# Baseline scan tmrw after 22 Buserelin injections - what to expect?



## Amylou1976 (Feb 10, 2013)

Hi ladies

I am having a baseline scan tomorrow after taking Buserelin injections for 22 days. Hoping I will be able to start on Merional injections tomorrow too. I don't really have an idea of what to expect or what it is exactly they are going to be looking for (other than thickness of lining I think?) I am sure the nurse probably did explain it to me when she showed me how to do the Buserelin injections but I couldn't take it all in  

Can anyone offer any advice please? Will they be able to see how many follicles I have etc....what is roughly a good/bad number?  

Does anyone have any advice or tips on preventing side effects from the Merional or dietary tips or requirements? I have read somewhere milk is good but no idea why!!!

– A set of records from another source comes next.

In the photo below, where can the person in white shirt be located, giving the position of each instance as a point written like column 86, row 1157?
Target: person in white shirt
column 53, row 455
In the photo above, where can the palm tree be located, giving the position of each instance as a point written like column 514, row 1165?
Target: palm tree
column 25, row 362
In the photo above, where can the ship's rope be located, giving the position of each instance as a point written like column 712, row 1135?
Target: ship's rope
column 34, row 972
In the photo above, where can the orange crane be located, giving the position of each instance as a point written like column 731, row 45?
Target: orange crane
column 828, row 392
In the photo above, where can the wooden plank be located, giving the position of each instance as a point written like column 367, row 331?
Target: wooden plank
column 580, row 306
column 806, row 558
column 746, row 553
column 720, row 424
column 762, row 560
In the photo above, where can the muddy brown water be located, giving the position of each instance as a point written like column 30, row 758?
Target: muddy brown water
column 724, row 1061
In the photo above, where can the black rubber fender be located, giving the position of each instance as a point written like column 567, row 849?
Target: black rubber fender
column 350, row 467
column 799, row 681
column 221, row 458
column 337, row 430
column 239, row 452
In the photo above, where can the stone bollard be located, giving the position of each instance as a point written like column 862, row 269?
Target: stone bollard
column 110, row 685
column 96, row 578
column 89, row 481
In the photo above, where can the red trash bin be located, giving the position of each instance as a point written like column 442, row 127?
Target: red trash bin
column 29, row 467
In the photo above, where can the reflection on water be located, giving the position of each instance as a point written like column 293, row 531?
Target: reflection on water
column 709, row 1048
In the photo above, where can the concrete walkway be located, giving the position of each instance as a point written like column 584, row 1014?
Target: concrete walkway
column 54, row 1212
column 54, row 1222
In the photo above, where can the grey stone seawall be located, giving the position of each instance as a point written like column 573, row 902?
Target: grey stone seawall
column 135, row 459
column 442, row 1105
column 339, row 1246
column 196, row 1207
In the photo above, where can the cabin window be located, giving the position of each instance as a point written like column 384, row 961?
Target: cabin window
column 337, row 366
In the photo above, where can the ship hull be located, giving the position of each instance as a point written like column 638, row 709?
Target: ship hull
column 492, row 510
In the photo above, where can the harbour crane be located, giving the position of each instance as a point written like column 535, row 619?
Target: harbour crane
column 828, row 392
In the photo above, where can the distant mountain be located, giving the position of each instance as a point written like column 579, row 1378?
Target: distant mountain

This is my first time of IVF - Can you tell!!!   Any advice appreciated xx


----------



## Flips (Jul 12, 2012)

Hi, from what I can remember they just measure the lining of the womb and have a quick look for anything else (it's an internal scan). I don't remember any mention of follicles at that point (but sometimes at LWH they don't actually tell you an awful lot!) Assuming all is OK they'll send you back out to the waiting room, then you'll see another nurse who will tell you when to start the Merional and how to mix it and inject it. Good luck!


----------



## Karen11 (Jan 11, 2013)

Hi! This is my first IVF cycle too! Exciting times!
At my baseline scan they measured the lining of the womb (should be below 6, although mine was 6.3 which they said was fine bnxcas oestrogen level was low), and check that the ovaries aren't doing anything at all! There shouldn't be any active follicles to count at this stage, that will come later. 
Then, like Flips says, I saw the nurse who did a blood test for oestrogen level, and advised me on how to do the next injections. They called me back at lunchtime with my blood result, to confirm that we were fine to start that evening. 
Good luck! Hope it goes well.


----------



## Amylou1976 (Feb 10, 2013)

Thank you very much ladies  That is really helpful. Reading other peoples threads is getting me so confused! Another blood test...argh! Its just one injection after another!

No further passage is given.